My kernel is now able to run different tasks at a time. All my tasks are void functions() which are running simultaneously. I need a floppy driver to load programs from floppy.
I have a floppy driver which i coded before i started multitasking. So now its not that useful.
Can anyone tell me how to design (I repeat design as i know the code) a floppy driver for a multitask environment.
I'm not too sure if this is useful for you (you may have already done it), but instead of designing the floppy driver I'd suggest designing some form of generic storage device driver interface.
This interface would include low-level facilities for reading/writing raw sectors, handling "media changed" notification, formatting the device, etc.
The same thing applies to file systems - design a common interface and make all file system code comply with it.
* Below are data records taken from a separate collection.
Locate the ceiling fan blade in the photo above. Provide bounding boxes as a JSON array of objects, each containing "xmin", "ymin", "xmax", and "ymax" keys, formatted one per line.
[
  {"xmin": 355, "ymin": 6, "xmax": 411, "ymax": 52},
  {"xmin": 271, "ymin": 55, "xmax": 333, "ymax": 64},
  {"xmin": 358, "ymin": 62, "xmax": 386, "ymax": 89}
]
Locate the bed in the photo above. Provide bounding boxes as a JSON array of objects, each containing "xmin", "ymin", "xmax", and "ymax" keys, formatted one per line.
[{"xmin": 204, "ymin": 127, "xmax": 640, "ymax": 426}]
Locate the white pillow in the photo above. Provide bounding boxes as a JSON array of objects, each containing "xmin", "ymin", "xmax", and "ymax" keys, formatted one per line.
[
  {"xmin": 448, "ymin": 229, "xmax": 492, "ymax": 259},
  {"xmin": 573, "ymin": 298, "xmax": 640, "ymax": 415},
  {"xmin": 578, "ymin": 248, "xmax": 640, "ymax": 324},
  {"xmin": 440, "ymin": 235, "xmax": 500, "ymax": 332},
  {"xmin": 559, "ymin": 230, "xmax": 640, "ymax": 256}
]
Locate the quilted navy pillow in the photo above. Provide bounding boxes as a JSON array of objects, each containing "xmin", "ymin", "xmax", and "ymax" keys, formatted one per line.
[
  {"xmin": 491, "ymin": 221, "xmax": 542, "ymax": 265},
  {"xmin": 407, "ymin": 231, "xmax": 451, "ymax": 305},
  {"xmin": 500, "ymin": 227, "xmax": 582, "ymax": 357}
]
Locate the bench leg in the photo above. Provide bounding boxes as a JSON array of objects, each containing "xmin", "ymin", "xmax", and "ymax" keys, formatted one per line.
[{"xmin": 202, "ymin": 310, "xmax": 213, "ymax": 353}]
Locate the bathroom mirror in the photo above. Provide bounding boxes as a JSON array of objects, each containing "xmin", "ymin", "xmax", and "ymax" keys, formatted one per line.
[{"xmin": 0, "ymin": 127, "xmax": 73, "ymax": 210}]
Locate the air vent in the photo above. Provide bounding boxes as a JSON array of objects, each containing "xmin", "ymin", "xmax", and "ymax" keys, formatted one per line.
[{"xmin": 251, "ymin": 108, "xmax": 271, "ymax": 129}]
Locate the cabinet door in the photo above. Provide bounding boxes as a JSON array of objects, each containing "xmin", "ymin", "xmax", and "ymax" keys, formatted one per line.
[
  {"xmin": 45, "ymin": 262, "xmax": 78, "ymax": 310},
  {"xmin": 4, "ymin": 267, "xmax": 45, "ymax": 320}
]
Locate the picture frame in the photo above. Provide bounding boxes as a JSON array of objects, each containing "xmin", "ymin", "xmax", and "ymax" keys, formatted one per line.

If this is done correctly, any normal code (applications, etc) should be able to use any file system without caring what it actually is, and any file system code should be able to use any storage device driver (without caring what it actually is).
For most OSs, the "storage device driver specification" and the "file I/O specification" are very closely related, and sometimes they are the same thing (e.g. combined into some sort of "Virtual File System Interface"). This is (IMHO) a better way to do things - it allows you to treat devices and files the same way. For e.g. mounting a file, or copying raw disk images to/from devices.
In the end, writing a device driver means following the interface specification on the OSs side, and following the manufacturers specification on the hardware side. This shouldn't leave much to "design"...
A floppy read_or_write() function must wait for interrupt from fdc, so when we wait for that interrupt the Timer can preempt the current process. So how to deal with this?
First, I'd ask why it matters if the floppy driver is pre-empted (it'd get control back when the IRQ arrives).